I also think that she is probably one of the most pivotal persons in American gastronomy, because I firmly believe that without her influence in teaching Americans how to cook and eat, we might still be stuck back in the horrible food of the 1950’s where canned cream of crab soup and sherry sprinkled with minced parsley passed as a “gourmet” dish.
Mind you, we are still a fast food nation, and we still have folks eating from cans and boxes, but I think that without the influence and teaching of Julia and those who have followed her, American food would be in worse shape than it is now, and there might not even be a whole bunch of food bloggers out on the ‘net, cooking, teaching, and writing about food like mad today.
As for a person in my life who has influenced me–well, as regular readers know, I was blessed with two grandmothers who were phenominal cooks. From my mother’s mother, I learned the growing of food from seed to plate, and how to treat it along the way, both in the garden or farmyard and the kitchen, in order to take advantage of it at its peak of freshness. From my father’s mother, I learned frugality and how to do more with less, and also how to be methodical in the kitchen, and take my time, and observe the cooking process. She taught me to use my senses, all of them, as I cooked, so that I would not be hampered by having to follow recipes exactly.

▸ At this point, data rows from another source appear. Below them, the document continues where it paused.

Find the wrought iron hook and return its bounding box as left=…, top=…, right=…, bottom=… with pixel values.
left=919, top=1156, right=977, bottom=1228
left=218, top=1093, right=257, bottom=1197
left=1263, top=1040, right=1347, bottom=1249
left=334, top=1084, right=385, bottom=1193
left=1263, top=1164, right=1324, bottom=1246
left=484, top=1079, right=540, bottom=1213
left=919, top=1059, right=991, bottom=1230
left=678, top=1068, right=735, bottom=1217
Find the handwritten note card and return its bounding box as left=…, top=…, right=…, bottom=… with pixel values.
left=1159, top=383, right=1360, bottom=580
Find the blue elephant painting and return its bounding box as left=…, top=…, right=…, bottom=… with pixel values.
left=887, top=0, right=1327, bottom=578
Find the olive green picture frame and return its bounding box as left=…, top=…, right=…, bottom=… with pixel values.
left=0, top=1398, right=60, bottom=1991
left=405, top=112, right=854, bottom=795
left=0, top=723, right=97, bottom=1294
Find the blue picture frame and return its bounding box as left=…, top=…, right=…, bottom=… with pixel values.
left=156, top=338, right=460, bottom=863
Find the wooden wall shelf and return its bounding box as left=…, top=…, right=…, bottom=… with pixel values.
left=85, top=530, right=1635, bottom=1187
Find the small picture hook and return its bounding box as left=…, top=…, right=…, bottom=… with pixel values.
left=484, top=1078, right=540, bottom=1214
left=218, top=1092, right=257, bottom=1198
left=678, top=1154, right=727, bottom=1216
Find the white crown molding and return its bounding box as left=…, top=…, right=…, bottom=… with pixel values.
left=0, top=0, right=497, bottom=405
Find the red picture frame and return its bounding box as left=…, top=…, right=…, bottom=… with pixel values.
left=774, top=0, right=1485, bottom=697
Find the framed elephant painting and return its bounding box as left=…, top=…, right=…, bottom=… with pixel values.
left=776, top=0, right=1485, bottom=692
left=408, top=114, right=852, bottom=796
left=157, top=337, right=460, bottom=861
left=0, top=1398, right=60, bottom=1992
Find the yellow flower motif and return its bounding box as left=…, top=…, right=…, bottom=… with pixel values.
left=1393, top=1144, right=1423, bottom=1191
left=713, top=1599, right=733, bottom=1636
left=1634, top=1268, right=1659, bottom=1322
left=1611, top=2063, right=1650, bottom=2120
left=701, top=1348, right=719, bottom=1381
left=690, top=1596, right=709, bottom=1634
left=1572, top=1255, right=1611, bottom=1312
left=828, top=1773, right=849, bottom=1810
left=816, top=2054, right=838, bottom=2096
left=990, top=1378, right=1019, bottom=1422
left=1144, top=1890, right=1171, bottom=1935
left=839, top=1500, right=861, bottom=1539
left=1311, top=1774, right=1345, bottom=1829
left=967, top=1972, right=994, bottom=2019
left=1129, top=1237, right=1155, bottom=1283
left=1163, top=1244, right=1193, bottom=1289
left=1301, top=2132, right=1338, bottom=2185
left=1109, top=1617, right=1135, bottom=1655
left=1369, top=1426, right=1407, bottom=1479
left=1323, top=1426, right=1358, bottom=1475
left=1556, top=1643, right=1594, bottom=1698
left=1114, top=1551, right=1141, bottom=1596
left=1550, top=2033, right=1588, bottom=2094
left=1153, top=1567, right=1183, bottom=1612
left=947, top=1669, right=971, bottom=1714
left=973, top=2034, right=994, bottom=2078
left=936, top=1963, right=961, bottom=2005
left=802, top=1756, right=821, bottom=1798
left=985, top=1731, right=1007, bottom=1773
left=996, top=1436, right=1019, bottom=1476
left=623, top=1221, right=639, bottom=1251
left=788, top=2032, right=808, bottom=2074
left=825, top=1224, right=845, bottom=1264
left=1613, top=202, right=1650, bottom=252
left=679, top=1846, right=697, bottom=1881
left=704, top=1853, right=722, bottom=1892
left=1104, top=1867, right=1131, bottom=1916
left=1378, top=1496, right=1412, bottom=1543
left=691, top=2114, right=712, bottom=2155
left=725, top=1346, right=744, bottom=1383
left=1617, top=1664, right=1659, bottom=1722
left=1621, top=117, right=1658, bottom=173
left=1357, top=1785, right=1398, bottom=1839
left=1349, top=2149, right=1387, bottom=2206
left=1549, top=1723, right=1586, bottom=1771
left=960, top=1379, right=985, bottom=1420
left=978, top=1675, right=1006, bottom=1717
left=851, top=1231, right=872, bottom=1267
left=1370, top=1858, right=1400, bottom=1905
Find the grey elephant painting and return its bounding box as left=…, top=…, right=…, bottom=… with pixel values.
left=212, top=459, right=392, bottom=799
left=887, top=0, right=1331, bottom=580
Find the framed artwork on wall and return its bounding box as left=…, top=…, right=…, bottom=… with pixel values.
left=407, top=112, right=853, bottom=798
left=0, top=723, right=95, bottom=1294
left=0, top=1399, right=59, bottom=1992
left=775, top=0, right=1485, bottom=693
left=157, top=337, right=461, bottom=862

I also have aunts on both sides of the family who are great cooks: Aunt Nancy and Aunt Judy. (There are more–my family loves good food, but these are the folks who were the strongest influences on me.) Aunt Nancy encouraged my budding use of garlic and herbs by saying, “Oh, you did it right–it smells like my old neighborhood in Providence” when I cooked my first real Italian dishes. (She grew up in a primarily Italian and Portuguese neighborhood in Providence, RI.) Aunt Judy, a disciple of Saint Julia, taught me to be creative and not worry overmuch about food, and to try things that seemed too hard to master. She taught me to be fearless in the name of flavor.
But, I also want to give homage to an often unsung hero in my culinary background.
Zak, my husband, who is my only failure as a cooking teacher (do not try to teach someone to cook when you are hungry and are trying to put dinner on the table–especially if that person is a shy and nervous student–it is a recipe for disaster) , but who has been my willing guinea pig for new recipes for years. He also is the one to introduce me to Thai food, and has been supportive of every one of my cooking endeavors, from my decision to attend culinary school to my explorations of Indian food to my food blogging hobby. (In fact, the food blog was his idea and he pushed me to pursue it. He was right, of course.)
He is a great critic, and he has become knowledgable enough about food in order to discuss it intelligently. He’s been my best friend and partner along for the ride on most of my culinary adventures, and what’s more he not only supports my nerdish tendencies–he encourages them.
So there we have it–The Butterfly Effect.
(Oh, and one more thing–about the photographs–they were taken about three years ago in our old garden in Pataskala.)